Quand Sarkozy refuse de remplacer un fonctionnaire sur deux, il n’y a pas « moins d’État ». Il y a simplement de belles économies à la clé et une casse des services publics pour mieux les privatiser ensuite. De plus, certains postes budgétaires, comme ceux de la police ou de l’armée, sont en constante augmentation depuis des années. Pas question de réduire les dépenses dans ces domaines !

« Sans l’État et l’armée, qui nous défendrait ? »

L’armée française ne sert pas à défendre la population dans son ensemble. Elle sert à défendre les intérêts de l’impérialisme français. 7 bases militaires permanentes existent aujourd’hui en Afrique. Ce n’est pas pour assurer « la paix » mais plutôt pour intervenir dès que les intérêts de Bouygues, Total ou Bolloré sont menacés. Si la première visite de Sarkozy à l’étranger après son élection était pour Omar Bongo (dictateur gabonais aujourd’hui décédé) c’était pour l’assurer de son soutien. En effet, pour que les profits juteux des multinationales françaises en Afrique ne soient pas malmenés, la France intervient directement, parfois militairement, pour maintenir au pouvoir des régimes dictatoriaux. L’intervention militaire au Tchad en est l’un des derniers exemples.
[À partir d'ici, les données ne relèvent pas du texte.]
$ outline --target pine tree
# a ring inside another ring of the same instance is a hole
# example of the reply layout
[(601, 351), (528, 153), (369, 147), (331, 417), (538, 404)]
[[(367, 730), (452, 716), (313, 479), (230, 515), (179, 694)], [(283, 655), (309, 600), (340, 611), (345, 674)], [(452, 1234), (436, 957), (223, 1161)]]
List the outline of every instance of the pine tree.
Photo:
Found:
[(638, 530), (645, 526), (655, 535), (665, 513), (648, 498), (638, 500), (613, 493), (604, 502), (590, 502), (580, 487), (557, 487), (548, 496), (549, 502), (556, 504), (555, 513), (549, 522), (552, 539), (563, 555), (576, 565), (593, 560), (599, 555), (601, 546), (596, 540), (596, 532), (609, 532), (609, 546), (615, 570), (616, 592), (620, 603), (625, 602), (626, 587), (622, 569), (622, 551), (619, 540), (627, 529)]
« Mais l’État a toujours existé ? »

L’État n’a existé que pendant une petite partie de l’histoire de l’humanité. Et il n’est pas apparu par hasard. Ce n’est pas un outil neutre dont la société s’est dotée à un moment de son histoire pour assurer l’intérêt collectif. Il est le produit de la division de la société en classes sociales distinctes. Quand une minorité de la population a pu se dégager de la nécessité de travailler en vivant du travail des autres, elle a pu constituer un patrimoine qui au fur et à mesure de l’histoire s’est transformé en capital jusqu’à l’apparition du capitalisme. Pour s’assurer que ce capital reste entre ses mains, les classes dirigeantes ont eu besoin d’institutions pour garantir leur domination sur le reste de la société. Là est l’origine historique de l’État. Il est le résultat des contradictions de la société et de la domination d’une classe sur une autre. Il disparaîtra quand disparaîtront ces contradictions et cette domination… une fois le capitalisme renversé !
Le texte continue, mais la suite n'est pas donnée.